ATI Radeon HD 2900 XT: Calling a Spade a Spade

Name: ATI Radeon HD 2900 XT: Calling a Spade a Spade
Item: ATI Radeon HD 2900 XT: Calling a Spade a Spade
Author: Derek Wilson

by Derek Wilson on May 14, 2007 12:04 PM EST

Posted in
GPUs

86 Comments | Add A Comment

86 Comments

Next Up: NVIDIA's G80

NVIDIA has been more tight-lipped about their underlying architecture, but we will infer as much as possible from the block diagrams we've seen and conversations we've had.

The G80 shader core is a little different from the R600. It is built on eight SIMD units each containing 16 SPs. The SIMD instructions are not VLIW, but single scalar instructions, and each SP within a SIMD unit executes that instruction on a different thread. While groups of 16 SPs share resources, NVIDIA's compiler doesn't need to build VLIW instructions to schedule out any of these SPs and it would be quite difficult to create dependencies between SPs because they are running different threads.

The bottom line here is that up to eight distinct shader operations are running across 128 threads at one time.
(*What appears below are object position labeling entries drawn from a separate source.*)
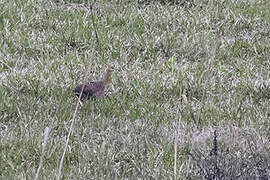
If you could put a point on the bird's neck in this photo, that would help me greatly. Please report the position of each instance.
(107, 78)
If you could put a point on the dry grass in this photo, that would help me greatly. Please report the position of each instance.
(184, 70)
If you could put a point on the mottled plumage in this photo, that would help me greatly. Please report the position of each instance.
(93, 89)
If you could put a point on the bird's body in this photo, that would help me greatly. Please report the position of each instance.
(93, 89)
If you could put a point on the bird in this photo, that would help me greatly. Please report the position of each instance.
(93, 90)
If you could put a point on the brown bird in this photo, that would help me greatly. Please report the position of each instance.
(93, 89)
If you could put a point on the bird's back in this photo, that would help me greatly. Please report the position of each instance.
(90, 90)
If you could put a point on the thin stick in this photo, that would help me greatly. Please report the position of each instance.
(46, 135)
(175, 152)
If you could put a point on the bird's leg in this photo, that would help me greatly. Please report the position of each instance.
(91, 107)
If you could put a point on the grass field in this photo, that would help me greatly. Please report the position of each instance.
(189, 98)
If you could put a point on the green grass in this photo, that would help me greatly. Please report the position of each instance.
(167, 80)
This means we could have 128 threads all complete a scalar operation every clock, or we could have 128 threads all complete a 4-wide vector operation one component at a time over four clocks.

On NVIDIA hardware, vertex threads are assigned to SIMD units in blocks of 16, while geometry and pixel threads are assigned in blocks of 32 (16 threads over two clocks). With smaller blocks, we see better branch performance but worse cache or prefetch utilization than we would with a more coarsely grained approach.

This implementation also means that we don't have to worry about dependencies in the shader code. Of course, it is also the case that we can't extract parallelism from the shader code itself. But the advantage gives us a steady rate of 128 operations per clock. This can actually go up in some special cases, but it shouldn't go lower under normal circumstances.

Comparing Shader Architectures: R600 vs. G80

The key to the architecture comparison is to realize that nothing is straight up apples to apples here. We need to look at how much work can be done per clock, how much work is likely to be done per clock, and how much work we can get done per unit time.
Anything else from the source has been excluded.